As the Beatles were making their way across the pond to the East Coast, Bob Dylan was heading further west. The latter musician was on a cross-country mission to collect strangers’ stories for song inspiration when he noticed a trend among the radio stations they surfed along the way. Roughly speaking, eight of the ten top songs played on the radio were by the Beatles. “I started thinking it was so far out that I couldn’t deal with it,” Dylan recalled in Anthony Scaduto’s biography, Bob Dylan. “It seemed to be a definite line was being drawn.”

But it wasn’t just the Beatles’ commercial viability that struck Dylan. “They were doing things nobody was doing. Their chords were outrageous, just outrageous, and their harmonies made it all valid,” he explained. “You could only do that with other musicians. Even if you’re playing your own chords, you had to have other people playing with you. That was obvious. And it started me thinking about other people.”

For the most part, and by Dylan’s own admission, he kept his admiration for the Beatles to himself. Following the latest trend wasn’t the vagabond’s usual M.O. But as Dylan’s tour manager Victor Maymudes later recalled, after the singer-songwriter heard “I Want to Hold Your Hand” on the radio in Colorado, Dylan “nearly jumped out of the car. ‘Did you hear that?’ Dylan asked. ‘F***! Man, that was great.’”

The Misheard Lyrics Of “I Want to Hold Your Hand”

Bob Dylan was no stranger to smoking when he embarked on his cross-country tour in 1964, tobacco or marijuana, but even a protest anthem-writing legend like himself knew that mentions of the latter drug were largely censored by the popular media of the day. That’s partially why “I Want to Hold Your Hand” shocked Dylan so much. He loved the end of the B-section where John Lennon sings, And when I touch you I feel happy inside, it’s such a feeling, that my love, I get high, I get high, I get high. The only problem, as most Beatles fans would know, is that those weren’t the actual lyrics.
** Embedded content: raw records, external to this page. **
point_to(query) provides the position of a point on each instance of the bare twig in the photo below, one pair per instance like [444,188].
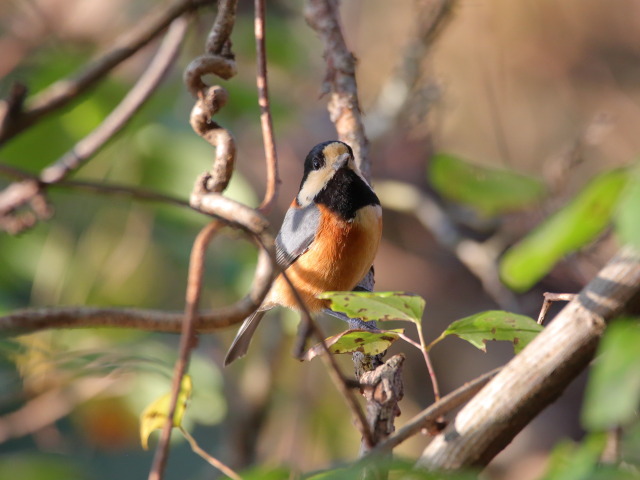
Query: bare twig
[36,319]
[340,80]
[397,98]
[538,374]
[130,104]
[479,258]
[430,415]
[31,192]
[64,91]
[218,58]
[383,389]
[549,298]
[268,139]
[208,458]
[187,341]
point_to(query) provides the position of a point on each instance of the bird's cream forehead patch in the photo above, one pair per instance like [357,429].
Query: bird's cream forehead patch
[334,150]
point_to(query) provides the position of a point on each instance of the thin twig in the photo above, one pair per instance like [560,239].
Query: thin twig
[480,258]
[271,155]
[427,360]
[340,81]
[64,91]
[549,298]
[129,105]
[187,341]
[211,460]
[24,193]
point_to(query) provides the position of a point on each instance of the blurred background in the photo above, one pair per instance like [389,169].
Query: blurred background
[545,89]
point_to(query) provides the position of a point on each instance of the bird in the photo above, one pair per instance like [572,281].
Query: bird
[328,239]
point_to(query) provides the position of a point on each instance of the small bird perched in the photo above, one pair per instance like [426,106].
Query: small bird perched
[328,239]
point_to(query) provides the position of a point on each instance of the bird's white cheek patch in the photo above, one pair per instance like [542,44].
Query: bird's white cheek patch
[315,182]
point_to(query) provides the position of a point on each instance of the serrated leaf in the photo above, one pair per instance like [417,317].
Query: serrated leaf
[613,391]
[379,306]
[156,413]
[570,228]
[626,220]
[349,341]
[490,191]
[478,329]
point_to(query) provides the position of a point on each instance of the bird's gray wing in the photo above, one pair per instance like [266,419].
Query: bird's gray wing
[298,230]
[241,343]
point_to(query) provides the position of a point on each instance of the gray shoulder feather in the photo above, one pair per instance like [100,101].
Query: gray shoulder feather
[298,230]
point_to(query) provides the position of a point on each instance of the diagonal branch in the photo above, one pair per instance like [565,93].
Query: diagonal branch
[31,191]
[538,374]
[271,155]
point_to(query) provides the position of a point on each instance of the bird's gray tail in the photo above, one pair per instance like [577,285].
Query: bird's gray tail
[241,343]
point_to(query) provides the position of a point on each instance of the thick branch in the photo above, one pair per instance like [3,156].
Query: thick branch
[539,374]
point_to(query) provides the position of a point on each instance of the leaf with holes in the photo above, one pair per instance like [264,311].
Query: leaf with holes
[482,327]
[378,306]
[349,341]
[155,415]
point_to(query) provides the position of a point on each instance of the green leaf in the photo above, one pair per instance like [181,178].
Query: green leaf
[494,325]
[491,191]
[377,305]
[155,415]
[41,466]
[613,392]
[349,341]
[571,461]
[569,229]
[626,220]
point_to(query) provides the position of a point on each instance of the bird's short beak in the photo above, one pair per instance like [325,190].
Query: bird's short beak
[342,161]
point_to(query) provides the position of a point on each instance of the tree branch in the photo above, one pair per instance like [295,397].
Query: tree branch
[340,80]
[539,374]
[15,120]
[271,155]
[31,191]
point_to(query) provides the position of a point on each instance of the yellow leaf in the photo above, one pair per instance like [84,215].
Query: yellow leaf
[155,415]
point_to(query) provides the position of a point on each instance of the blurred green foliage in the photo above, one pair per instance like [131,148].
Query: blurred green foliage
[489,191]
[115,251]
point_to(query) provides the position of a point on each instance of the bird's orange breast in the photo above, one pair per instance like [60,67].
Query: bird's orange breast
[338,258]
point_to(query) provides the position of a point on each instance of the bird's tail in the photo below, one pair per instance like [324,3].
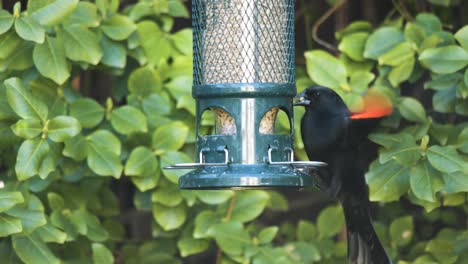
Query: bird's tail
[364,246]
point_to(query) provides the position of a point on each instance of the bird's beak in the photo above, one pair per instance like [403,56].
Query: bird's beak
[300,99]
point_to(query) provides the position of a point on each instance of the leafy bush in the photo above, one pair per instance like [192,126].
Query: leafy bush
[64,154]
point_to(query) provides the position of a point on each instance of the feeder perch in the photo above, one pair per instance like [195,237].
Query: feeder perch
[244,71]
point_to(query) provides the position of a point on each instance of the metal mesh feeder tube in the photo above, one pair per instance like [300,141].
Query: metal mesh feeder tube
[244,73]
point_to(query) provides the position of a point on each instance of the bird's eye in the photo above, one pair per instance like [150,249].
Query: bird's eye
[316,95]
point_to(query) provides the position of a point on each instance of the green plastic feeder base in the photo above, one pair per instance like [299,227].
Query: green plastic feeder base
[240,176]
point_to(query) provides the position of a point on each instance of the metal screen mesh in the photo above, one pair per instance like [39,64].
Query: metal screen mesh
[243,41]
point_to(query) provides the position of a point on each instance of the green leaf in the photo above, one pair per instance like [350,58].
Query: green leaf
[231,237]
[9,225]
[388,181]
[103,153]
[178,9]
[444,100]
[277,201]
[191,246]
[50,60]
[444,60]
[429,22]
[114,53]
[87,111]
[214,196]
[353,45]
[462,37]
[442,3]
[29,29]
[171,158]
[48,233]
[21,59]
[359,81]
[30,156]
[85,14]
[156,105]
[405,152]
[76,148]
[128,119]
[401,72]
[446,159]
[325,69]
[354,27]
[144,81]
[81,44]
[414,34]
[203,222]
[101,254]
[455,182]
[167,195]
[183,41]
[248,205]
[154,41]
[9,199]
[141,162]
[31,217]
[397,55]
[412,110]
[9,43]
[56,201]
[171,136]
[354,66]
[267,235]
[23,102]
[118,27]
[169,218]
[94,230]
[27,128]
[147,182]
[402,230]
[330,221]
[424,181]
[62,128]
[187,102]
[306,231]
[6,21]
[55,12]
[31,249]
[381,41]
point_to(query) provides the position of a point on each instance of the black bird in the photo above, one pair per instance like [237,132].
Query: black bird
[333,134]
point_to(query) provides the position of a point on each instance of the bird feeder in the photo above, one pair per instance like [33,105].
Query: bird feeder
[244,72]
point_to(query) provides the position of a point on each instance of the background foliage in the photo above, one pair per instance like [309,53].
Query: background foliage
[81,157]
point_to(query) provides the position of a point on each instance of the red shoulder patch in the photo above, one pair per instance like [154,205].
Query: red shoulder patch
[376,105]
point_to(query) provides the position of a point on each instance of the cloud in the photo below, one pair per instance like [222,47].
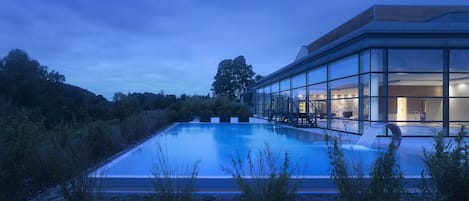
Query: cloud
[108,46]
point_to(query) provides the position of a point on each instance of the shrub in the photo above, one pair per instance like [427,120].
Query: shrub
[172,181]
[385,182]
[267,182]
[448,168]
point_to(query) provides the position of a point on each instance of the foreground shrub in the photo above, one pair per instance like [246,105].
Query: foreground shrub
[448,169]
[265,181]
[173,181]
[384,183]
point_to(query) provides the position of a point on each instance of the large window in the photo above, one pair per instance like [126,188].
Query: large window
[344,104]
[318,104]
[285,84]
[459,60]
[415,90]
[317,75]
[458,90]
[299,80]
[415,60]
[299,98]
[344,67]
[274,87]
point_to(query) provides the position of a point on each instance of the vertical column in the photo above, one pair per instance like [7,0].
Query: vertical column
[328,99]
[385,88]
[374,93]
[360,94]
[446,91]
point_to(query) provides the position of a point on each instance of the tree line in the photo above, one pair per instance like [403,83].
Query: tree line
[51,131]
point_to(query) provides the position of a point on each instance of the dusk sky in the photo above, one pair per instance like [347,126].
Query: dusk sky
[171,45]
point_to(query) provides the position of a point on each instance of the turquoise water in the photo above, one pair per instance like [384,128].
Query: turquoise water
[214,145]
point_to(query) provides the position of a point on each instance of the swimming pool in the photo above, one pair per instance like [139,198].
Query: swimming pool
[214,145]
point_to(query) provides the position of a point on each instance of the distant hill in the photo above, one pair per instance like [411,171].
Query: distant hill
[25,83]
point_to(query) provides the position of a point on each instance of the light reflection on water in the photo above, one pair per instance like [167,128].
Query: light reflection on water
[216,144]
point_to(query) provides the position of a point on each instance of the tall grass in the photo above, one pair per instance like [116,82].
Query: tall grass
[173,181]
[384,182]
[447,168]
[265,180]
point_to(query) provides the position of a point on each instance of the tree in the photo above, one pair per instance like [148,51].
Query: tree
[233,78]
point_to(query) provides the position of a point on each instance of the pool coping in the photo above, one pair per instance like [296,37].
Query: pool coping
[144,184]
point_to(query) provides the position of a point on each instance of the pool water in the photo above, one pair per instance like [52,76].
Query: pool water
[214,145]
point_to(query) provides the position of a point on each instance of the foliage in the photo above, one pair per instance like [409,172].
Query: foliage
[267,181]
[448,168]
[173,182]
[233,78]
[384,183]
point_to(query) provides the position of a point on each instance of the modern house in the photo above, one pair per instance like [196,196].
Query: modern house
[408,65]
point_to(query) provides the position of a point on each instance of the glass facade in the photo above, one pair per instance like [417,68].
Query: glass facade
[421,90]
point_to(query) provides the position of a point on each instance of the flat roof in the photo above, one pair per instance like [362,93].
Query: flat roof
[381,21]
[384,13]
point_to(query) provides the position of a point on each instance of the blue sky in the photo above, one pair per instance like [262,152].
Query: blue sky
[112,46]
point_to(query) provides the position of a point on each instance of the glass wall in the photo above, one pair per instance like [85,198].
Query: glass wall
[402,86]
[415,90]
[458,89]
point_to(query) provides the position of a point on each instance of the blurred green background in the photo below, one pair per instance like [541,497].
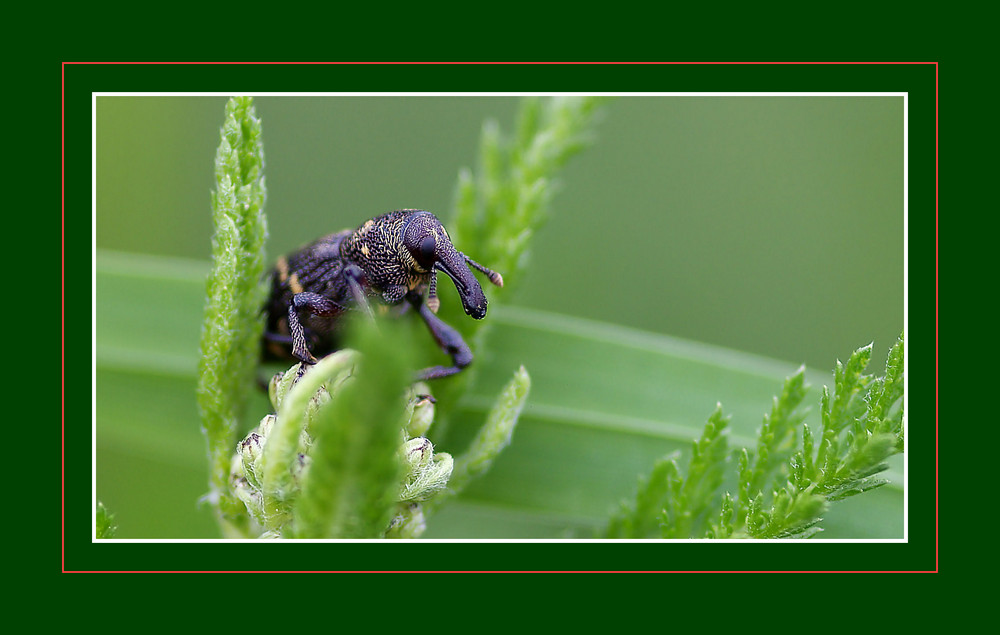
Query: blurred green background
[772,225]
[766,224]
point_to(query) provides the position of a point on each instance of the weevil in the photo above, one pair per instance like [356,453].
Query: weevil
[392,259]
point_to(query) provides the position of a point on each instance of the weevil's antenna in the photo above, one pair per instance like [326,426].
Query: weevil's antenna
[494,277]
[432,300]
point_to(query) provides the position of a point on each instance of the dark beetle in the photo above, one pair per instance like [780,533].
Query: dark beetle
[393,257]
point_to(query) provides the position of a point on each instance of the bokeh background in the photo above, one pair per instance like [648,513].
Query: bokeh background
[772,225]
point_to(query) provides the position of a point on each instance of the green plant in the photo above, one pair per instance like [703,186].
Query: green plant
[783,488]
[351,481]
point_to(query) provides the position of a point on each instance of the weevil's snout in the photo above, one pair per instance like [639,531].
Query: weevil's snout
[432,249]
[473,298]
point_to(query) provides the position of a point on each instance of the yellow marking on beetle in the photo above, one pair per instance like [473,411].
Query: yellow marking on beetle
[282,267]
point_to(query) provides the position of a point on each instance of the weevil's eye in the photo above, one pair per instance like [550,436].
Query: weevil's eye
[423,251]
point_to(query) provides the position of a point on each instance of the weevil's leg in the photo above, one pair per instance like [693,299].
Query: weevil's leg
[494,277]
[316,304]
[354,275]
[447,338]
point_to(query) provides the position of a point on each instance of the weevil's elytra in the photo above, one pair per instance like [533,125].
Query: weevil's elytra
[386,260]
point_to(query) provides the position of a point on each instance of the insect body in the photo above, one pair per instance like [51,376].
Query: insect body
[389,259]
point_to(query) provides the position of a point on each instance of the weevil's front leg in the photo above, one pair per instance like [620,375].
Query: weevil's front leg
[316,304]
[355,277]
[447,338]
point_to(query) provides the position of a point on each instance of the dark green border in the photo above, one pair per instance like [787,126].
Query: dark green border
[919,554]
Dylan got his information straight from the horse’s mouth when he met the Beatles for the first time at the Delmonico Hotel in New York City in August 1964. The folk musician, eager to show his hospitality and camaraderie, offered the Brits a joint. They refused, saying they had never smoked before. Dylan pushed back, asking them about the lyric in “I Want to Hold Your Hand.” “‘You know,’ Dylan said,” per BeatlesBible. “And then he sang, and when I touch you, I get high. John [Lennon] flushed with embarrassment. ‘Those aren’t the words,’ he admitted. ‘The words are, I can’t hide.’”

The misunderstanding did little to stifle their fun. Dylan and his tour manager began rolling marijuana joints for everyone, eventually devolving into giggles, metaphysical musings, and bottles of cheap wine the band sent out for per Dylan’s request. The Beatles’ introduction to marijuana would change their musical trajectory forever, setting them off on the psychedelic journey they’d explore for the rest of the 1960s. Dylan bought his first electric guitar that fall. He’d go electric at the Newport Folk Festival the next summer.